Multiple Key Generation from a Master key
HMAC-based Key Derivation Function (HKDF) rfc5869 is what you are looking for. HMAC security proof uses the fact that the compression function of the underlying hash is itself a PRF.
HKDF follows the "extract-then-expand" paradigm, where the KDF
logically consists of two modules. The first stage takes the input
keying material and "extracts" from it a fixed-length pseudorandom
key K. The second stage "expands" the key K into several additional
pseudorandom keys (the output of the KDF).
Extract:
$$\text{HKDF-Extract}(salt, IKM) \to PRK,$$where $PRK$ is a pseudorandom key.
If the Input Key Material (IKM) is already a random key, as in your case, then the extract is not necessary, Expand is enough. HKDF can be used without the salt, however, using salt adds to the strengthening of HKDF and supporting source-independent extraction. Two different salts with the same $IKM$ result in fundamentally two different $PRK$s.
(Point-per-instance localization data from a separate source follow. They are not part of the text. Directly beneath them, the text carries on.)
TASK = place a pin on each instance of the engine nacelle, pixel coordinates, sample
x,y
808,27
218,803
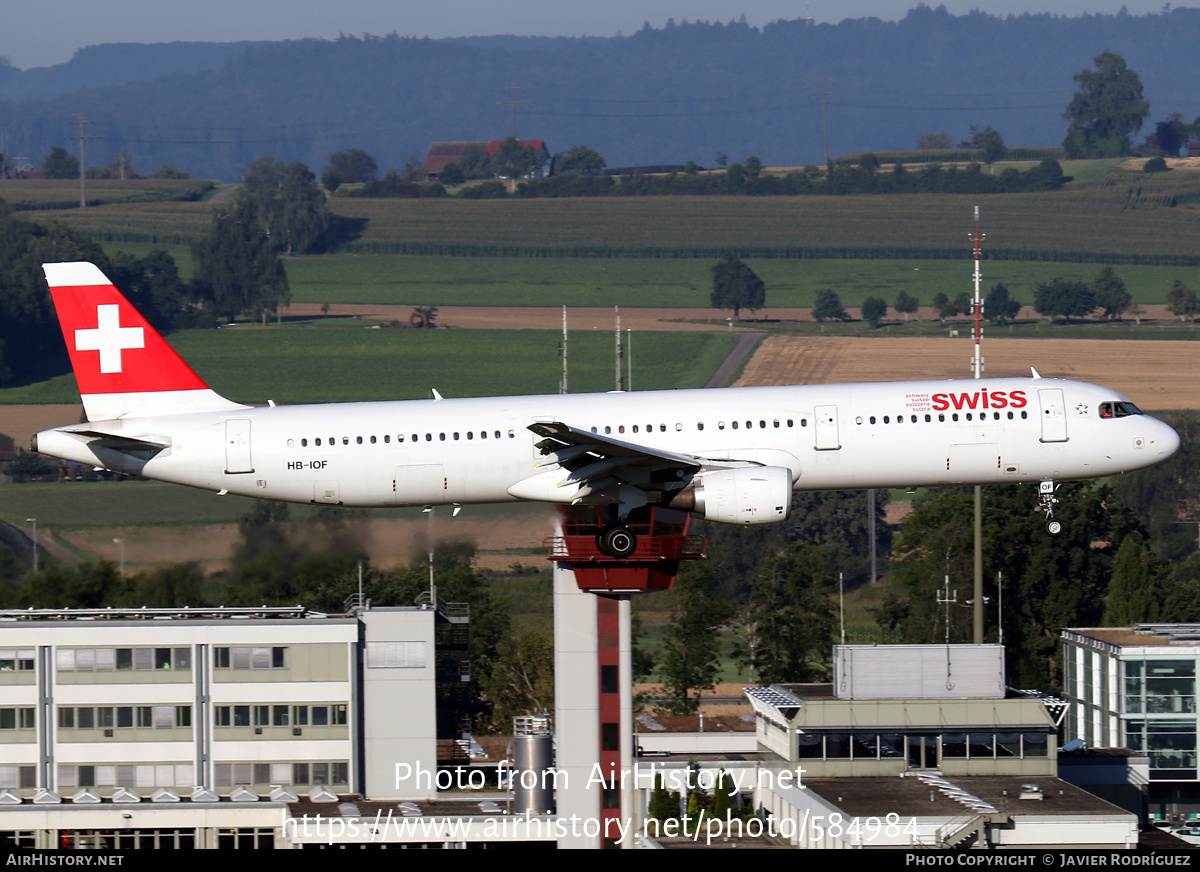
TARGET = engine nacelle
x,y
745,495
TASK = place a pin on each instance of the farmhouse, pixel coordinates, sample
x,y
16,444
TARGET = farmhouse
x,y
441,155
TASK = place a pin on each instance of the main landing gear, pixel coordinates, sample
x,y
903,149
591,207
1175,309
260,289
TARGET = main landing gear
x,y
616,540
1048,501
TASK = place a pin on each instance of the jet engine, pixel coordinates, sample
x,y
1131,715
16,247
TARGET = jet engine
x,y
744,495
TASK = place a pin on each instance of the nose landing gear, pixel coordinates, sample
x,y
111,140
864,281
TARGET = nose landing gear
x,y
617,541
1048,501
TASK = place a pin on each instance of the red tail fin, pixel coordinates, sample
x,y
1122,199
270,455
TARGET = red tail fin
x,y
121,364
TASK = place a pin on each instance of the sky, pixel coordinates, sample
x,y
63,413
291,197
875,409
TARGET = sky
x,y
48,31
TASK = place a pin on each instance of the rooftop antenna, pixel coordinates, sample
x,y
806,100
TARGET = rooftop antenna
x,y
621,384
977,368
562,388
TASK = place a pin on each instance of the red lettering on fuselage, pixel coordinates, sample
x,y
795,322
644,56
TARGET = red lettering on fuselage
x,y
979,400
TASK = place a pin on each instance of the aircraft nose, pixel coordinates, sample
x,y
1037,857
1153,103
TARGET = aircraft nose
x,y
1167,440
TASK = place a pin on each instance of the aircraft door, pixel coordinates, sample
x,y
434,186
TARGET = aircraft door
x,y
1054,415
238,446
826,431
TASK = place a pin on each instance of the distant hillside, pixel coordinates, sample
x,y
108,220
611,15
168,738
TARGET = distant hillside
x,y
115,64
657,96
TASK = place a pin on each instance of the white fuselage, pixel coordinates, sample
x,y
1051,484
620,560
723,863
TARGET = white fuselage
x,y
480,450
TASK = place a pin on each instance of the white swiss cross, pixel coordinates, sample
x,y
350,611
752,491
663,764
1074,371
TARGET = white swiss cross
x,y
109,338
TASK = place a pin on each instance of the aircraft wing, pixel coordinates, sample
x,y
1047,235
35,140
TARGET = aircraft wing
x,y
589,462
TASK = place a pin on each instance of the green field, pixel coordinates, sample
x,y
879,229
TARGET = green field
x,y
1128,214
675,282
66,191
345,360
81,505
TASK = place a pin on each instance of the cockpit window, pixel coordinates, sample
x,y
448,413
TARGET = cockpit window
x,y
1119,409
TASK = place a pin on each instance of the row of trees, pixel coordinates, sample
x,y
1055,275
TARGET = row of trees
x,y
1109,108
737,287
59,163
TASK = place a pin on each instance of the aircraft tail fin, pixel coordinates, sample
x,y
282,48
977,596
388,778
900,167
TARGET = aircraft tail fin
x,y
121,364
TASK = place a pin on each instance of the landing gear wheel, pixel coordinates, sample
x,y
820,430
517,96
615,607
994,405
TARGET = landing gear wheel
x,y
617,541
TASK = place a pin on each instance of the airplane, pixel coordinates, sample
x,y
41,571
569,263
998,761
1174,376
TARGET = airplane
x,y
733,455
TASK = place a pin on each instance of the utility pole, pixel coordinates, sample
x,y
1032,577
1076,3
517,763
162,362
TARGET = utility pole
x,y
825,94
83,163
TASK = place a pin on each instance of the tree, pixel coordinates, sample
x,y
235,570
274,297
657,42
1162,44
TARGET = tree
x,y
737,287
353,166
1107,110
288,203
827,306
515,160
1171,134
1182,301
906,304
474,162
1110,293
169,170
994,148
579,160
1063,298
453,175
940,139
1000,307
60,164
521,679
237,268
875,308
691,647
1137,589
791,608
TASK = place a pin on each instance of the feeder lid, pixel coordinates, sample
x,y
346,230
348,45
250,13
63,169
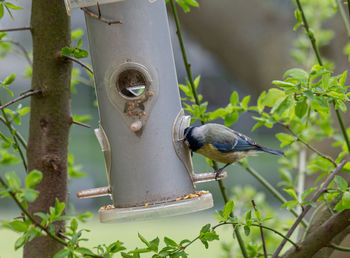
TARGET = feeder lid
x,y
173,208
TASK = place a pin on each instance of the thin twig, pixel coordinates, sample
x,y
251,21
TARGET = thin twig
x,y
235,224
196,100
339,248
318,56
8,125
81,124
99,17
264,227
261,231
272,190
20,46
16,29
79,62
31,218
26,95
184,55
308,207
309,33
343,17
342,127
17,134
312,219
309,145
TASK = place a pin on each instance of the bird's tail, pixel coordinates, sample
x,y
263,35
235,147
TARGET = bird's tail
x,y
275,152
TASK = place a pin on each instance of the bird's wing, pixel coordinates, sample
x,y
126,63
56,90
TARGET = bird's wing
x,y
238,144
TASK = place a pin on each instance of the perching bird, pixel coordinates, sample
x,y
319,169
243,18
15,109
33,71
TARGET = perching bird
x,y
222,144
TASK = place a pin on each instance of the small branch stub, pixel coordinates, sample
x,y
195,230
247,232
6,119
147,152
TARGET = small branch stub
x,y
136,126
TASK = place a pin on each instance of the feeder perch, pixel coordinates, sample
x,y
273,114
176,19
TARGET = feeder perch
x,y
149,169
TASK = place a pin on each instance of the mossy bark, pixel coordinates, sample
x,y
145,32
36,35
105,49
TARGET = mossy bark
x,y
50,117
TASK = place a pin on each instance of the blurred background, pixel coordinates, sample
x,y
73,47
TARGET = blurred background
x,y
234,45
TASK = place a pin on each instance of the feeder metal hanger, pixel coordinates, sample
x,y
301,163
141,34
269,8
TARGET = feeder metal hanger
x,y
149,169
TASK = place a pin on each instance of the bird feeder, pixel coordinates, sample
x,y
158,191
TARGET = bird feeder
x,y
149,169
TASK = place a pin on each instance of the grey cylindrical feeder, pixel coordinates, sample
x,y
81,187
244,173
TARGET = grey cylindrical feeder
x,y
149,169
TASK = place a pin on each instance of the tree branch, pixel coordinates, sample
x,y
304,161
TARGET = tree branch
x,y
8,125
79,62
99,16
196,100
321,236
318,56
16,29
81,124
308,207
20,46
271,189
26,95
17,134
261,231
309,146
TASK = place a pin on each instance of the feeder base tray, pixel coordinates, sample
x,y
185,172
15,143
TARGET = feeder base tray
x,y
205,201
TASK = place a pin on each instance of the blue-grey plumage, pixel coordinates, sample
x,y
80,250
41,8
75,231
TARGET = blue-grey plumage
x,y
222,144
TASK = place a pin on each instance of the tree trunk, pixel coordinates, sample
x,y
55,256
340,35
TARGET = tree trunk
x,y
50,117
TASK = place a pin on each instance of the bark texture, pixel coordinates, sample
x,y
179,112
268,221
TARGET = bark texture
x,y
50,117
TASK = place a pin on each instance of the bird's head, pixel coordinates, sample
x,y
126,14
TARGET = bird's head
x,y
190,140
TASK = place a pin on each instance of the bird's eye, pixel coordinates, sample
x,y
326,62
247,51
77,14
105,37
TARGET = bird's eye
x,y
187,143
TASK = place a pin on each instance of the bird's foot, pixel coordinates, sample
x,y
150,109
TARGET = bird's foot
x,y
218,173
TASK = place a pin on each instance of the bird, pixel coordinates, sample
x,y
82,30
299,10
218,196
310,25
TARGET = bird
x,y
222,144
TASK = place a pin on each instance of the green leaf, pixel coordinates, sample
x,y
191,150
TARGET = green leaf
x,y
66,51
248,217
234,99
272,96
283,106
292,193
228,209
33,178
245,102
205,228
296,73
63,253
20,242
307,192
9,79
260,102
285,139
154,244
301,108
30,194
116,247
143,240
246,230
341,182
1,10
289,205
231,118
346,200
12,180
342,79
80,53
84,251
12,6
170,242
74,225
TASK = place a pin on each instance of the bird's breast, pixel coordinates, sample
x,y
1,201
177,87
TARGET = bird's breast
x,y
212,153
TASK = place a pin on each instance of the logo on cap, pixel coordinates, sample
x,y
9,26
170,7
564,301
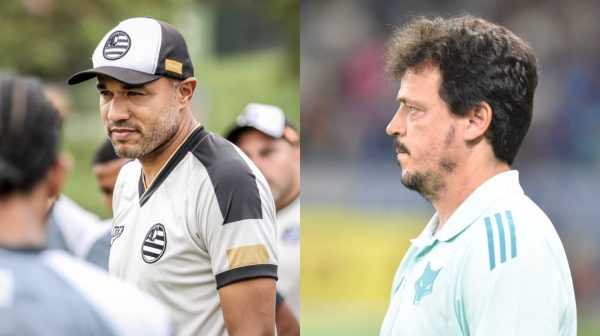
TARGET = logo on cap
x,y
116,46
154,244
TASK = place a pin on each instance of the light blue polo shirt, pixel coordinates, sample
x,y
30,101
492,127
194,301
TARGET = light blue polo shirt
x,y
497,267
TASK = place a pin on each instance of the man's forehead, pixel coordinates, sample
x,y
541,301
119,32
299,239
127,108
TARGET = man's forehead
x,y
105,81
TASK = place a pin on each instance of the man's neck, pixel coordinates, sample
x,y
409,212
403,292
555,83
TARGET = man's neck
x,y
287,200
152,164
461,184
21,222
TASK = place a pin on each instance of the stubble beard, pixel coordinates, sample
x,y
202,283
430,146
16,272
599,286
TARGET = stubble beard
x,y
157,137
431,184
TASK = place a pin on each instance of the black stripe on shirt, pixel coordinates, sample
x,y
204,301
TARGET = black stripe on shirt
x,y
232,179
246,272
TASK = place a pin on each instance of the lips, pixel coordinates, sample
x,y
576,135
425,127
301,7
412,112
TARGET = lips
x,y
400,148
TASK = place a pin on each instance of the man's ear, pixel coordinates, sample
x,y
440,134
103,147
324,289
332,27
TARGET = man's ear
x,y
186,90
57,176
478,119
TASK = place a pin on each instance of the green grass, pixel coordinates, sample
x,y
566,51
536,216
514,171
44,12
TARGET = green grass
x,y
348,261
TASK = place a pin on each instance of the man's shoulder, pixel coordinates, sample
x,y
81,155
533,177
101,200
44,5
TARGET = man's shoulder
x,y
126,308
And, in general, $x$ different salts with the same $IKM$ result in fundamentally $x$ different $PRK$s.
Expand:
$$\text{KDF-Expand}(PRK, info, L) \to OKM,$$where OKM is Output Keying Material. L is the desired key length.
The info can be used for the application-specific tag to derive different keys.
$$\text{KDF-Expand}(\text{Inittal Key}, \text{"application 1"}, 128) \to OKM_1$$
$$\text{KDF-Expand}(\text{Inittal Key}, \text{"application 2"}, 256) \to OKM_2$$
What is the probability of generating the same key, i.e. collision
It is hard to talk about directly on the HKDF, however, if we model it as a uniform random function $f$, where $f(x)$ is uniform random HKDF value for each combined input ( $x = salt || IKM $) then we can turn back to birthday collisions.
Let $P(C; n, k)$ denotes the usual collision probability among $n$ people with $k$ possible birthdays. And, the usual way is to calculate from the complement $P(D; n, k) = 1 - P(C; n, k)$, that is all birthdays are distinct. Then we can approximate by
\begin{equation}
P(C; n, k) = 1 - P(D; n, k) \leq \frac{n^2}{k}.
\end{equation} where $n \leq k/2$. The detail is everyhwere, and therefore skipped.
We have two cases;
The collision on the generating the $x$s. You may consider this as salt collision too if IKM is set fixed. For $n$ inputs $x_1,x_2,\ldots,x_n$ the collision probability is $P(C; n, k)$. When this occurs, that is the conditional probability than the outputs $f(x_1),f(x_2), \ldots, f(x_n)$ will have a collision with probaility 1.
If the inputs $x_i$s are distinct then this has $P(D; n, k) = 1 - P(C; n, k)$ probability. Now, conditionally on this we can have collision on the outputs $f(x_1),f(x_2), \ldots, f(x_n)$ with $P(C; n, k)$ probability.
Now sum up the above, then we have;
$$P(C; n, k) + (1 - P(C; n, k)) \cdot P(C; n, k) \\ = 2 P(C; n, k) - P(C; n, k)^2 \leq 2 \frac{n^2}{k}$$
So, this is just double of the usual collision attack. If you are not going to generate $2^{64}$ keys for a 128-bit key it then is not a problem for you. This case may be a problem with the multi-target attack. This is why you need to use AES-256.
You may notice that $2^{64}$ with 128 makes 2, this is due to the fact that the probability bound is not good for $n \approx \sqrt{k}$, there are tighter bound however when the input passes $\sqrt{k}$ it fastly approaches to 1.
It is important to note that 50% probability is too high in the sense of the adversary. One should stop way earlier than this. If you use AES-256, you should use it ( or ChaCha20 that has a 256-bit key), then the amount generating a collision is beyond us.
Note: There is also old KDF1 and KDF2
$$K_i = \operatorname{KDF}(K_{master}, i) = \operatorname{H}(K_{master} \mathbin\| c)$$ where $c$ is 4 byte encoded $i$, and it was commonly used wiht MD5,SHA-1, and SHA-256.
A sample code with python hkdf that contains the pop count on the output's x-or;
from hkdf import hkdf_extract,hkdf_expand
from binascii import unhexlify,b2a_hex
import sys
def bxor(b1, b2): # use xor for bytes
parts = []
for b1, b2 in zip(b1, b2):
parts.append(bytes([b1 ^ b2]))
return b''.join(parts)
prk = hkdf_extract(unhexlify(b"8e94ef805b93e683ff18"), b"asecretpassword")
key1 = hkdf_expand(prk, b"application 1", 16)
key2 = hkdf_expand(prk, b"application 2", 16)
print (b2a_hex(key1))
print (b2a_hex(key2))
#count the number of differnt bits by x-or and popup count.
print (bin(int.from_bytes(bxor(key1,key2), byteorder=sys.byteorder))[2:].count('1'))
outputs
b'd6208cd3e14955c6ae0dc7f5ecd38a68'
b'3b310a2e8cc9f4854237e966d289d9ba'
64